Los telediarios eran herederos del NO-DO
El día 1 de Octubre de 1961 se
inauguró el Centro Emisor de Guadalcanal, un pueblecito de la sierra de
Sevilla, y este hecho, aunque entonces no lo supimos, cambió nuestro ocio para
siempre. Llegaba la televisión a Andalucía. Lo primero que vi en un televisor,
de puntillas detrás de un corro de curiosos, fue un trozo de corrida de toros
en el escaparate del Hogar Moderno. Venía yo de una de mis clases particulares
y me sorprendió ver tanta gente amontonada sobre el cristal.
Al acercarme me di cuenta de que el
objeto de la expectación era un cajón de madera con una pantalla, en la que un
picaor borroso y gris se esmeraba en la faena con un toro negro aún más
desvaído. Unos días después, con algo más de nitidez, pude presenciar la
ofrenda de flores a la Virgen del Pilar, en el Bar Madrid. Aquello era
maravilloso, y nos atrapó desde el primer momento.
A partir de entonces, quienes
podían pagar 20.000 ptas por un aparato de televisión desfilaron por Briones,
Lozano o el Hogar Moderno para encargar su Philips o Telefunken. Los demás sólo
tuvimos televisores prestados. Se consideraba normal en esos primeros años el
ir a ver la tele a casa de amigos y parientes, que ejercían su paciencia con
las visitas diarias.
Recuerdo una familia a la que su
generosidad les llevó a consentir que los vecinos se llevaran su propia silla,
y en la emisión de las “Gran Parada” o
“Los amigos de los lunes” su salón parecía el gallinero del Salón Alambra.
Con las ventas a plazos y el progreso económico de aquellos años, todos
terminamos por acceder al nuevo invento, aunque algunos tardamos bastante. Ya veías la tele en tu casa, pero
en esa época se iba la señal muy a menudo, y aparecía un odiado cartelito de “Disculpen las molestias”, con fondo
musical aburridísimo, y maldecíamos a ese pueblito de la sierra de Sevilla
cuando nos privaba de diez o doce minutos de emisión en pleno Perry Mason, y
cuando volvía la señal ya se había descubierto si el acusado era culpable o
inocente, y nos teníamos que acostar sin saberlo.

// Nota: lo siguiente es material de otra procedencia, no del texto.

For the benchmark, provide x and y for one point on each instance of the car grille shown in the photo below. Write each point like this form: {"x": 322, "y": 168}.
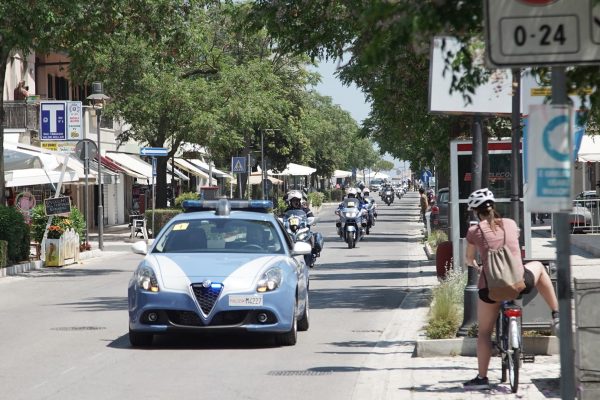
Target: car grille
{"x": 206, "y": 297}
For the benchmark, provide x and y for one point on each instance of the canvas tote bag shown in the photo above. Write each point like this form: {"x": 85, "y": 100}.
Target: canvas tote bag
{"x": 504, "y": 275}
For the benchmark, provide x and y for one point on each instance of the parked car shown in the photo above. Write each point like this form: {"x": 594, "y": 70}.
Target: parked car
{"x": 220, "y": 266}
{"x": 439, "y": 210}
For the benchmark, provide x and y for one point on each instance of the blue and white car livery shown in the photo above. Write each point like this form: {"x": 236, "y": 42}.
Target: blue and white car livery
{"x": 221, "y": 265}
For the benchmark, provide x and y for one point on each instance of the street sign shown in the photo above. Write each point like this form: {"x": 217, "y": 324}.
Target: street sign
{"x": 238, "y": 164}
{"x": 542, "y": 32}
{"x": 53, "y": 122}
{"x": 154, "y": 151}
{"x": 549, "y": 156}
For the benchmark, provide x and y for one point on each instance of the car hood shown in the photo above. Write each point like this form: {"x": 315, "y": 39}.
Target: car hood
{"x": 178, "y": 271}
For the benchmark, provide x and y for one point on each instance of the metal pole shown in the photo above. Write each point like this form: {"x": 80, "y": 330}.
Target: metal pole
{"x": 471, "y": 291}
{"x": 515, "y": 144}
{"x": 100, "y": 193}
{"x": 262, "y": 163}
{"x": 563, "y": 275}
{"x": 86, "y": 164}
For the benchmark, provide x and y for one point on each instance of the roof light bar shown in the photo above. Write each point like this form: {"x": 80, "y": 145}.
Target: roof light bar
{"x": 224, "y": 206}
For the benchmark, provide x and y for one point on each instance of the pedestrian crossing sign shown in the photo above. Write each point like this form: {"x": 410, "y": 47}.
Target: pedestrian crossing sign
{"x": 238, "y": 164}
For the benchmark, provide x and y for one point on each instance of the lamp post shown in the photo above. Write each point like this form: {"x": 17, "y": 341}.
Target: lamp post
{"x": 98, "y": 98}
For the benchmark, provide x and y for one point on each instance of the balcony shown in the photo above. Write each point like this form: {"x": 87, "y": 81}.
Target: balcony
{"x": 20, "y": 115}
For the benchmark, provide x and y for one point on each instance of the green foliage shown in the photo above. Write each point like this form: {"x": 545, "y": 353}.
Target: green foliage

Como dije, la televisión
cambió nuestras vidas. Olvidamos la radio, a Boby Deglané y a Pepe Iglesias “El
Zorro”.
Comenzamos a abandonar el hábito
de la lectura nocturna y trasnochamos más. La gente tenía un nuevo tema de
conversación, que le ayudaba a superar los momentos de silencio con
desconocidos. “Bonanza”, “El Fugitivo”,
“El Virginiano” o la perrita Marylin daban siempre tema para el día siguiente.
Nos gustaban incluso los anuncios: “Omo lava blanco…”, “..Cafés La estrella… al tostadero”, “Vamos a la cama”, “Está como
nunca…” Una gran novedad fue el fútbol televisado.
Nos llegó tarde para disfrutar
con las cinco primeras Copas de Europa del Real Madrid, pero vimos el gol de
Marcelino. En esa época también transmitían muchas corridas de toros y se
adaptaban novelas clásicas y obras de teatro. Por las tardes había programas
que ahora calificaríamos de aburridísimos, que trataban de libros, cultura,
religión o música española.
Los telediarios eran los
herederos del NO-DO, con las mismas inauguraciones, bailes gallegos y uniformes
del Movimiento. Era una tele oficialista y algo ruda, pero la única que
teníamos. Después llegaría el UHF, las conexiones por satélite, el poder ver
imágenes de América, y el presenciar, en una noche de verano, cómo un pie
vacilante pisaba el acogedor polvo de la Luna. Quizás ese día terminó para
nosotros la niñez de la televisión, y comenzamos a integrarla en nuestras vidas
con naturalidad, pero tal vez con un poquito menos de magia.